By embracing all of the benefits that electronic health records bring, seniors and others can let go of their fears and, just like their doctors and hospitals, make use of the best that modern technology has to offer. But this will never happen without hospital PR folks telling this complex story rather than falling back on the simple answer that “we are implementing EHRs because the government and payers demand it.”

5. Loss of Public Trust—Over the past quarter century Americans have lost trust in the health care system, and we shouldn’t be surprised by this sad turn of events. Costs continue to soar, defining quality remains mysterious, moral debates have morphed into political rhetoric, and unencumbered access remains elusive for many of our fellow citizens. Until trust is restored, nothing we do as health care communicators will matter.

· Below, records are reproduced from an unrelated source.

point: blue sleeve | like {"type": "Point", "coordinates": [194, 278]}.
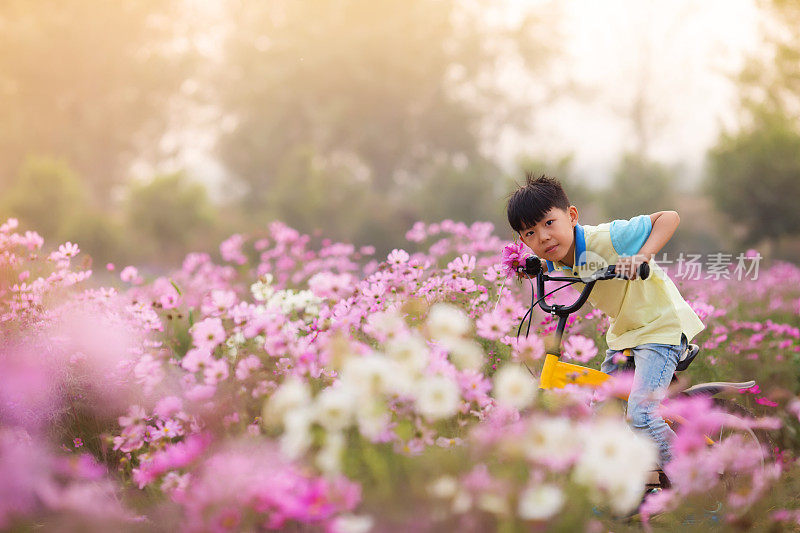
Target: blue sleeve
{"type": "Point", "coordinates": [628, 236]}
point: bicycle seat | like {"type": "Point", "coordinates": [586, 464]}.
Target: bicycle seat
{"type": "Point", "coordinates": [687, 357]}
{"type": "Point", "coordinates": [714, 388]}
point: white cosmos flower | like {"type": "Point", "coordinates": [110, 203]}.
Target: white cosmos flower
{"type": "Point", "coordinates": [261, 291]}
{"type": "Point", "coordinates": [493, 503]}
{"type": "Point", "coordinates": [387, 322]}
{"type": "Point", "coordinates": [514, 387]}
{"type": "Point", "coordinates": [446, 321]}
{"type": "Point", "coordinates": [540, 503]}
{"type": "Point", "coordinates": [551, 438]}
{"type": "Point", "coordinates": [334, 408]}
{"type": "Point", "coordinates": [368, 376]}
{"type": "Point", "coordinates": [438, 397]}
{"type": "Point", "coordinates": [292, 393]}
{"type": "Point", "coordinates": [372, 418]}
{"type": "Point", "coordinates": [329, 458]}
{"type": "Point", "coordinates": [296, 438]}
{"type": "Point", "coordinates": [410, 351]}
{"type": "Point", "coordinates": [350, 523]}
{"type": "Point", "coordinates": [615, 464]}
{"type": "Point", "coordinates": [443, 487]}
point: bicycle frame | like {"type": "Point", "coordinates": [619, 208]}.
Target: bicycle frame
{"type": "Point", "coordinates": [557, 374]}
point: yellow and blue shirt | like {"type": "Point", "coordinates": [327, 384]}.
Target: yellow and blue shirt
{"type": "Point", "coordinates": [641, 311]}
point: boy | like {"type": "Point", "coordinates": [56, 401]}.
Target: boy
{"type": "Point", "coordinates": [648, 316]}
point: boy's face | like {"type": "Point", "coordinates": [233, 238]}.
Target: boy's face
{"type": "Point", "coordinates": [553, 238]}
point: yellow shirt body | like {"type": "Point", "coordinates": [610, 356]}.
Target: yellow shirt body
{"type": "Point", "coordinates": [641, 311]}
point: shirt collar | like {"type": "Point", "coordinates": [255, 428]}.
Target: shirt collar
{"type": "Point", "coordinates": [580, 250]}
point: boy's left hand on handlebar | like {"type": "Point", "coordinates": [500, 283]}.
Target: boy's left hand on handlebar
{"type": "Point", "coordinates": [628, 266]}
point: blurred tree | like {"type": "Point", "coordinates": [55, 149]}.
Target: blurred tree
{"type": "Point", "coordinates": [397, 85]}
{"type": "Point", "coordinates": [463, 194]}
{"type": "Point", "coordinates": [168, 217]}
{"type": "Point", "coordinates": [753, 172]}
{"type": "Point", "coordinates": [639, 186]}
{"type": "Point", "coordinates": [50, 198]}
{"type": "Point", "coordinates": [754, 177]}
{"type": "Point", "coordinates": [311, 194]}
{"type": "Point", "coordinates": [87, 81]}
{"type": "Point", "coordinates": [771, 78]}
{"type": "Point", "coordinates": [47, 197]}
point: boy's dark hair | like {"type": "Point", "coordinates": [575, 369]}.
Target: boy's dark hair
{"type": "Point", "coordinates": [528, 204]}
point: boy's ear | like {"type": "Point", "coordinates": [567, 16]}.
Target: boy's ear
{"type": "Point", "coordinates": [573, 214]}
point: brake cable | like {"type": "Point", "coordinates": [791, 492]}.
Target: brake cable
{"type": "Point", "coordinates": [533, 305]}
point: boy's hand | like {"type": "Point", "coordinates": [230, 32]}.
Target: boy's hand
{"type": "Point", "coordinates": [628, 266]}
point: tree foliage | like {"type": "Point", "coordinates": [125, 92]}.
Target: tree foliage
{"type": "Point", "coordinates": [168, 216]}
{"type": "Point", "coordinates": [639, 186]}
{"type": "Point", "coordinates": [754, 178]}
{"type": "Point", "coordinates": [85, 81]}
{"type": "Point", "coordinates": [397, 87]}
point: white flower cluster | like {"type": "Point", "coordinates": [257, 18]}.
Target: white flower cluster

We must start by addressing this issue internally. Boards, medical staff leadership, and hospital administration all need to become engaged if we are going to make any meaningful headway. Hospitals can show their values and positively extend their brand by adopting ethical principles, embracing transparency in everything they do, and making trust a fundamental precept of corporate governance and daily habit.

Thinking externally, we must engage in more candid conversations with our constituents. Let’s admit that medicine remains an imperfect science. Let’s make a commitment to demystify health care by adopting plain speak and openness in how we conduct business. And let’s speak more about ethics, be committed to putting the wants and needs of the patient first, and, at its most basic, stop doing silly things that erode public trust and confidence.

The people we admire most in our lives are those who exhibit honesty, integrity, promise keeping, and loyalty in their daily interactions. How many of us can candidly say that our industry or our own institutions, every day and in every way, follow these same behaviors? Until we practice these traits as instinctively as fish swim, we’ll continue to be met by a skeptical public who wonders what happened to an industry they once cherished and want so badly to cherish again. And that makes restoring public trust the most important issue of all.

Ross Goldberg is president of Kevin/Ross Public Relations in Southern California and past chairman of the board of trustees at Los Robles Hospital and Medical Center. He is author of the book “I Only Know What I Know.”